Ironically, the night division (known as the “Owls”) was geographically a slightly more diverse group.   Out-of-state students accounted for 13 percent of the night class, just ahead of the 12 percent for the day division.  While there were also students from Minnesota (2), the night class featured individual students from the more distant venues of Ohio, South Dakota, Montana, New Hampshire, Virginia, and the Philippines.  Two of the evening students were female and one, Edward Snyder, was a medical doctor.

Attrition was even higher among the ranks of the night class with only 39 of the 63 night students returning for a second year.  Among those not returning were most of the out-of-state students and Dr.

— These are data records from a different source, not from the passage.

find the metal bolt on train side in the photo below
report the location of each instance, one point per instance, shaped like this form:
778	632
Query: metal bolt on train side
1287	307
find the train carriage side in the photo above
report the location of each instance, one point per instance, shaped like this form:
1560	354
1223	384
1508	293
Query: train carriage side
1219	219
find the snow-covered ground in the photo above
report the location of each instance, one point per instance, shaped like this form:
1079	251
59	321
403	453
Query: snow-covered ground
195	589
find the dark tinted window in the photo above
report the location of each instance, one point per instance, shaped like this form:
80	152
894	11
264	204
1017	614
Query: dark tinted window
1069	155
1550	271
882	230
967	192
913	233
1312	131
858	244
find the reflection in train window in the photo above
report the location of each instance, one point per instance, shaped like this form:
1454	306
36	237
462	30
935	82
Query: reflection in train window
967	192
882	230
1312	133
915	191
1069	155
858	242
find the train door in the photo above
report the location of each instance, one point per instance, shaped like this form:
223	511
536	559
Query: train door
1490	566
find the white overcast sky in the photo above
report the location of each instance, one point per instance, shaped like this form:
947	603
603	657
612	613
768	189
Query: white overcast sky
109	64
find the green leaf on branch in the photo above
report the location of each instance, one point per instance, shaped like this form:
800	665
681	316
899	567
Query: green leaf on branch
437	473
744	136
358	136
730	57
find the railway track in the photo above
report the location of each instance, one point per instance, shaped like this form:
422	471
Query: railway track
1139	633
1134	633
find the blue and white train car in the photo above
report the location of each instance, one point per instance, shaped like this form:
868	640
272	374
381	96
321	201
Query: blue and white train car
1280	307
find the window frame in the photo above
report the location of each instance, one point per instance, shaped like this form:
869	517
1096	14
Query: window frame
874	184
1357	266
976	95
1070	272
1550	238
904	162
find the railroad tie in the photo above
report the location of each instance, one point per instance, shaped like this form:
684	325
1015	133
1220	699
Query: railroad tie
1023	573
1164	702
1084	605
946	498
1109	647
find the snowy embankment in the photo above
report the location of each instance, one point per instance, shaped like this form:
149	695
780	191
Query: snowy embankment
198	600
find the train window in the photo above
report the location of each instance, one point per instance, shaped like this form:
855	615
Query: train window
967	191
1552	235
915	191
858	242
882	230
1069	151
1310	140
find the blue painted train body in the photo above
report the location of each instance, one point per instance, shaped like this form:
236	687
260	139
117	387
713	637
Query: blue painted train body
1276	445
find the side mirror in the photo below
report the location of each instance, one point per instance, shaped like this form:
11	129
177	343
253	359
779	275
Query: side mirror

Snyder.

In the aftermath of World War I, which had disrupted the vocational plans of so many American men, the law school appeared to be reluctant to impose barriers in the way of anyone who wanted to become a lawyer.  However, it did not appear to be willing to carry along students who were unable or unwilling to meet its academic standards.  It is worth remembering, however, that law school education was not a prerequisite for bar admission in Wisconsin (and most states) in the early 1920’s.  Those who left law school were free to enter apprenticeship arrangements and qualify for the bar that way.  (In fact, they could still count their unsuccessful law school year or years toward the state’s three- year “law study” requirement.)

The following is the curriculum in effect for first-year day students during the 1919-1920 academic year.  The number in parentheses is the number of hourly meetings each week for that particular course.

FALL

The Study of Cases (1)

Criminal Law (2)

Criminal Procedure (1)

Contracts I (3)

Torts I (2)

Personal Property (2)

Common Law Pleading I (1)

Natural Law (1)

Total Hours:  13

SPRING

Contracts II (3)

Torts II (2)

Common Law Pleading II (2)

Agency (2)

Equity (2)

Real Property I (1)

Natural Law II (1)

Legal Bibliography (1)

Total Hours: 14.

The Natural Law course was taught by the university president, Rev. Herbert Noonan; Personal Property and Legal Bibliography were taught by Dean Schoetz.

Each course had a written examination at the end of the term, which meant that full-time day-division students took 15 exams during their first year of law school, seven in fall and eight in the spring.  Students in the 4-year program — those who lacked prior college credits — took year-long courses in English and Argumentation in lieu of Contracts I & II, Criminal Procedure, Personal Property, Agency, and Equity.